Comment 6 shishir gowda 2013-01-24 05:05:06 UTC
The availability of the cluster depends on which subvol went down. Even with "subvols-per-directory=1" set, we cannot guarantee the availability all the time. What if the subvol which went down, had info of the cluster?

"subvols-per-directory=1" option only tries to reduce the percentage of error.
If such kind of a resilence is required, using a distributed-replica volume is a must. As killing a brick in a distribute volume does not guarantee availability.

Comment 7 shishir gowda 2013-01-24 05:22:55 UTC
Additionally the error message is indicative of the subvol being down, which lead to holes.
[2013-01-16 15:24:05.491266] I [dht-layout.c:598:dht_layout_normalize] 1-distribute-dht: found anomalies in /81904dae-9b04-4748-b757-
19679fabb1f7/dom_md. holes=1 overlaps=0

Comment 8 Amar Tumballi 2013-02-28 09:26:27 UTC
This bug should be again marked as ON_QA because the patch to default make the 'subvols-per-directory=1' is accepted now.

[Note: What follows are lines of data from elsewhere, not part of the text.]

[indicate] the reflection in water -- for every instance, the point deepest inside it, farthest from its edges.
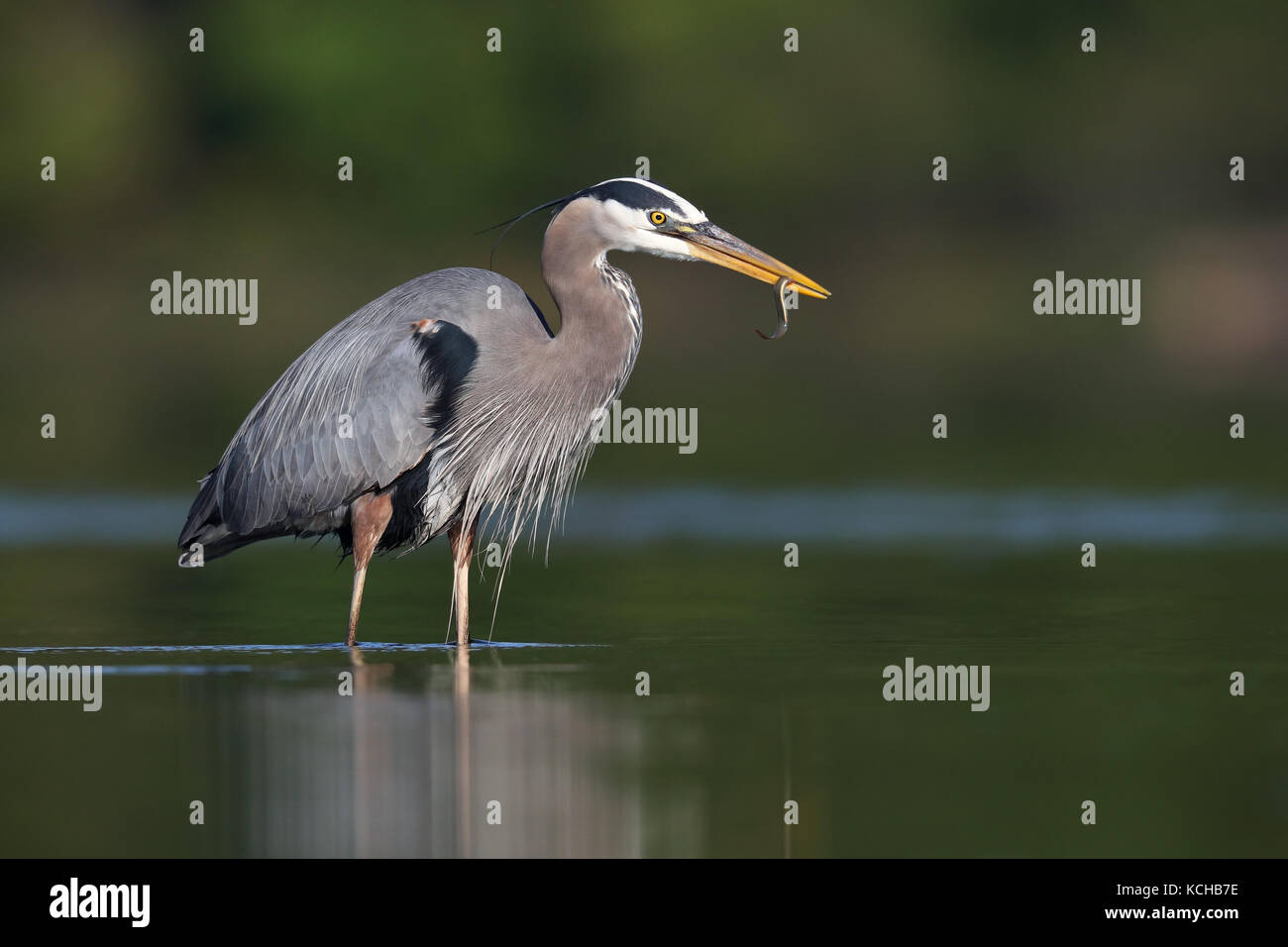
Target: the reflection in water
(416, 764)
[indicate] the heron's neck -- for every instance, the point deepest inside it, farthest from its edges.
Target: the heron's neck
(599, 313)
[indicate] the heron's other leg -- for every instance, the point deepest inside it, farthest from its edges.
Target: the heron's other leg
(369, 515)
(463, 548)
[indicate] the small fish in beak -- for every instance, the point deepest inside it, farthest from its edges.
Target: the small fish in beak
(784, 282)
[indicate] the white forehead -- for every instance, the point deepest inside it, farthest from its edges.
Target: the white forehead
(688, 209)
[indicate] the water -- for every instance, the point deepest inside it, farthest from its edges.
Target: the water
(222, 685)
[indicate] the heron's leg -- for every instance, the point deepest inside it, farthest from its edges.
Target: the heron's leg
(369, 515)
(463, 548)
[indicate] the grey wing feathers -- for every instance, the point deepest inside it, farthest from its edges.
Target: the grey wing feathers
(374, 377)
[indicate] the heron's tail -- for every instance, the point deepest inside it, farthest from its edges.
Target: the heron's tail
(205, 531)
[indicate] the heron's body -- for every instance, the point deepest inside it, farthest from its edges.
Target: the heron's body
(442, 402)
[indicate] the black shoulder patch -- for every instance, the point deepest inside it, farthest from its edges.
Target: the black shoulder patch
(447, 355)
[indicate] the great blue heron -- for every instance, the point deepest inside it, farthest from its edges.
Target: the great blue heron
(449, 398)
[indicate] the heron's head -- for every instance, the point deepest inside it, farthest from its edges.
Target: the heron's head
(638, 215)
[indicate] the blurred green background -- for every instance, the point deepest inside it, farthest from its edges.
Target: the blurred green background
(1109, 684)
(1113, 163)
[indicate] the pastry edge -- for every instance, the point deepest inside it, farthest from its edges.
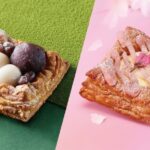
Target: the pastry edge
(42, 100)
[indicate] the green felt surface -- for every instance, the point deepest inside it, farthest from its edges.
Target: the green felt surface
(58, 25)
(40, 133)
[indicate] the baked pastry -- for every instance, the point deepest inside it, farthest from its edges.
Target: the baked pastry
(122, 80)
(22, 100)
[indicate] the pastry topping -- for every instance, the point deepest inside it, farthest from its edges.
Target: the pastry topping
(3, 36)
(8, 48)
(140, 40)
(142, 60)
(1, 48)
(108, 71)
(3, 59)
(29, 57)
(27, 77)
(9, 74)
(126, 43)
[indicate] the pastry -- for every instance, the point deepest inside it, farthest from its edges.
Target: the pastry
(122, 80)
(35, 75)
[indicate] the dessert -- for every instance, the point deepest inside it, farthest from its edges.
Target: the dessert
(122, 80)
(4, 60)
(29, 57)
(9, 74)
(28, 76)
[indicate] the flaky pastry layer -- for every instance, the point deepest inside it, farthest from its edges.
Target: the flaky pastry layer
(119, 84)
(23, 101)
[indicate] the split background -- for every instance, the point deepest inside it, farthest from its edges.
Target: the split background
(58, 25)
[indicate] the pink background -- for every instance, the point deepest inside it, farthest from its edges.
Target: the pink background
(116, 132)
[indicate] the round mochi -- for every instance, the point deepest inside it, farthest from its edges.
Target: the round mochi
(9, 74)
(4, 60)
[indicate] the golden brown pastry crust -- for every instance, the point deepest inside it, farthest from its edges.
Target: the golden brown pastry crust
(107, 85)
(23, 101)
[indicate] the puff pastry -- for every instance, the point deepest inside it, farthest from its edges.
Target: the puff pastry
(23, 101)
(122, 80)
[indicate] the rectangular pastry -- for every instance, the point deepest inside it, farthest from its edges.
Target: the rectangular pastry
(39, 73)
(122, 80)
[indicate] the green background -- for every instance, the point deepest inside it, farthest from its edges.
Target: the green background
(58, 25)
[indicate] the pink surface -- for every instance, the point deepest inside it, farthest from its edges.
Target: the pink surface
(116, 132)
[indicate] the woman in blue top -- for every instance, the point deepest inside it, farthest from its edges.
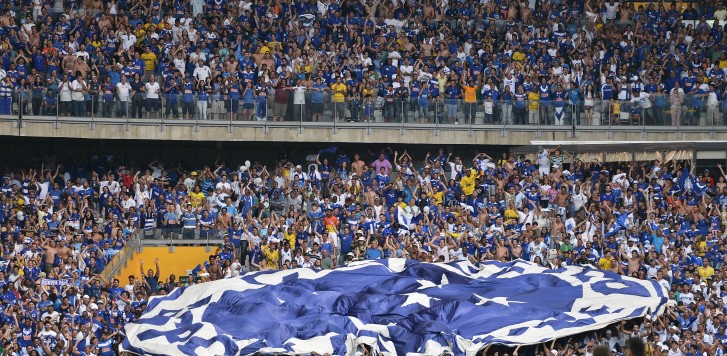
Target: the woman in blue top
(519, 106)
(37, 95)
(423, 103)
(232, 105)
(507, 97)
(203, 91)
(248, 101)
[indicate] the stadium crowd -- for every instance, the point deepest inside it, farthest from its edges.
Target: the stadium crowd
(62, 224)
(550, 62)
(513, 62)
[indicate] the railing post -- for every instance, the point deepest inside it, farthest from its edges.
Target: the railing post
(58, 105)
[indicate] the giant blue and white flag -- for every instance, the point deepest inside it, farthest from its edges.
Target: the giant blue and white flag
(396, 306)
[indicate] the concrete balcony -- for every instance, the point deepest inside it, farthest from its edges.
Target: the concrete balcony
(344, 132)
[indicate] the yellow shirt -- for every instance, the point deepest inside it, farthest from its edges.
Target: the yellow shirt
(511, 214)
(468, 184)
(273, 256)
(197, 199)
(339, 92)
(149, 60)
(705, 272)
(470, 94)
(605, 263)
(437, 198)
(291, 239)
(533, 100)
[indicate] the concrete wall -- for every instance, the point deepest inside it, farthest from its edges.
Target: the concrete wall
(345, 132)
(178, 262)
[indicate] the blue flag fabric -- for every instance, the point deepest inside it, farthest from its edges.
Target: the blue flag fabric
(396, 306)
(331, 150)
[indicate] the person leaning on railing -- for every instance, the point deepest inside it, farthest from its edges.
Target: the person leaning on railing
(6, 96)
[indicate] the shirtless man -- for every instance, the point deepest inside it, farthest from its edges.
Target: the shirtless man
(69, 61)
(214, 269)
(517, 248)
(49, 246)
(104, 23)
(634, 263)
(358, 165)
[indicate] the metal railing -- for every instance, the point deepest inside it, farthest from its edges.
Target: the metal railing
(304, 108)
(118, 261)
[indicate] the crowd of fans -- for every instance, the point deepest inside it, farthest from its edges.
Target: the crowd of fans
(513, 62)
(550, 62)
(62, 224)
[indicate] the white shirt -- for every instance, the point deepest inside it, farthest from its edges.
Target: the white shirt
(712, 100)
(65, 91)
(124, 89)
(77, 95)
(128, 41)
(202, 72)
(299, 95)
(152, 90)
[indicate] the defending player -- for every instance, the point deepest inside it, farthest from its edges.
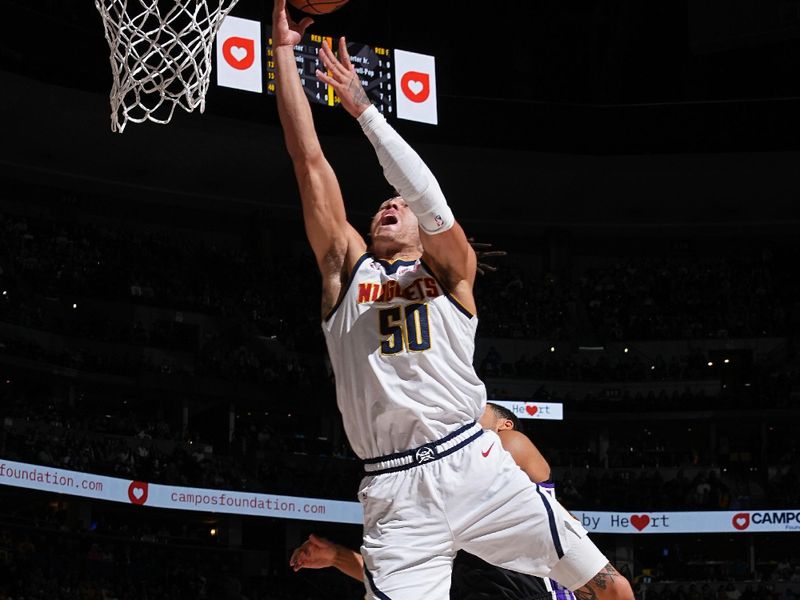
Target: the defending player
(400, 327)
(473, 579)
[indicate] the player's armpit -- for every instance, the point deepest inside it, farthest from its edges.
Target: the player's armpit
(452, 257)
(525, 454)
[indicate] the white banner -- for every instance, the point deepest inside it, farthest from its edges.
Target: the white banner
(142, 493)
(239, 54)
(553, 411)
(415, 77)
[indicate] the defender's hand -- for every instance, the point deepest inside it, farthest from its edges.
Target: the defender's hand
(344, 79)
(314, 553)
(285, 32)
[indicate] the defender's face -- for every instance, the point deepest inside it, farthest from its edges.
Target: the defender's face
(394, 222)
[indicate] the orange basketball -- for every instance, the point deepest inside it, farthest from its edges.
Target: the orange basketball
(318, 7)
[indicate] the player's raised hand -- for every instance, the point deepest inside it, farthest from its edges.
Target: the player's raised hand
(344, 79)
(285, 32)
(482, 252)
(314, 553)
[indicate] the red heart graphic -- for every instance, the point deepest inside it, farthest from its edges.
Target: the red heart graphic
(239, 52)
(137, 492)
(416, 86)
(741, 521)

Comment 9 Scott Haines 2013-09-23 19:46:56 UTC
Targeting for 2.1.z (Big Bend) U1.

Comment 11 Amar Tumballi 2013-10-03 06:23:20 UTC
If a user is not using 'replicate' in their setup, we can't/won't support any high availability. With a distribute only setup, it is normal that a subvolume going down would cause partial filesystem to be not accessible.

We will not fix the issue with only distribute in near future. High Availability of Glusterfs comes only with 'replicate' translator loaded in the graph.